In ordinary circumstances, if every policy is made around health considerations, then there’s a danger that it’s going to devalue other resources that significant in our community. We fund the arts community, for example, because we believe that arts are inherently valuable. And if we started creating every policy to ensure that it was about ‘health through arts’ then we would be diminishing the value of the contributions that arts have to begin with. So, while I appreciate that policies about the arts, education, etcetera, should be attentive to health concerns – just as they should be attentive to inclusivity, equity, lack of gender bias and so on – I think health value is and important but limited approach most of the time. The danger is that it diminishes the value of other goods in our society by focusing on their health benefits. On the other hand, in the midst of a pandemic, maybe the policies we develop really should be about mitigation and management and trying to keep health at the focus of that.
Chen Qiushi and Fang Bin are two citizen journalists who’ve been missing for over two months after sharing pictures and videos early on during the outbreak in Wuhan. Reports claim they were arrested. Is there anything we can do to address governments’ impingement on civil liberties? What are the implications of allowing human rights abuses by other countries to occur unchecked?

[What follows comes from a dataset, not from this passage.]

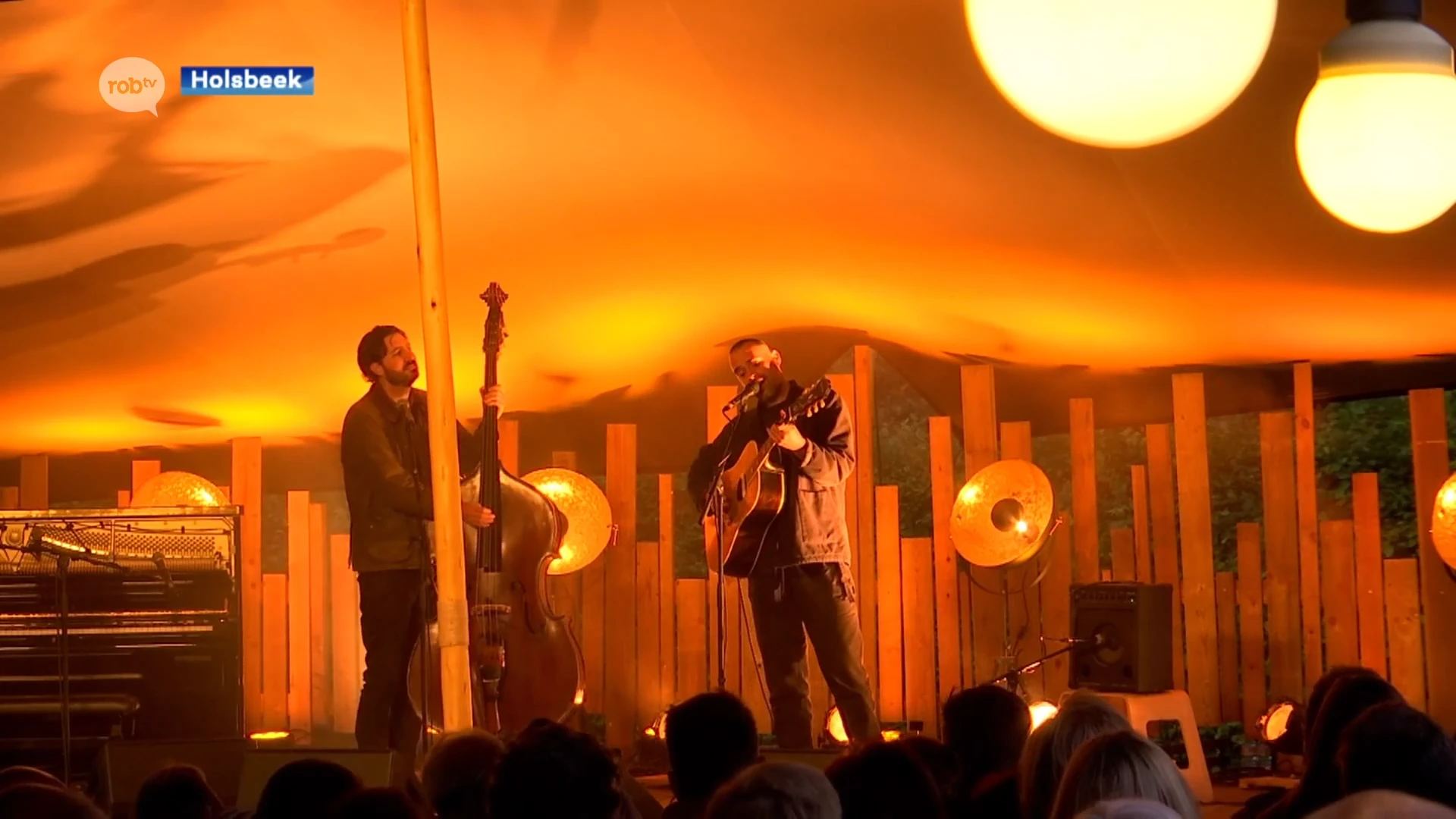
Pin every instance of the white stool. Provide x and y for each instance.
(1169, 706)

A major concern and undercurrent in pandemic response is that governments may take the opportunity to restrict the liberties of their citizens, imposing harsh restrictions for reasons that go beyond protecting the health of citizens. Proportionality is exceptionally important when governments are making decisions about how much restriction they will impose. So, I think governments widely should be scrutinized for the kind of restrictions that they might be taking advantage of. While I can’t comment on the specifics of this case, I will say that the lens we should be using, when it comes to restricting liberties, is a lens of proportionality and that restrictions should meet requirements of necessity and legality. Where the media and journalism are concerned, it’s difficult because it’s the role of reporters to report and they need to be protected for us to be able to benefit from having the information that we need to act autonomously. So, we need to have a free and open media. In terms of what can be done about it, the first step would be to find out more and then put pressure on governments to allow for a level of free speech that we think is necessary to flourish.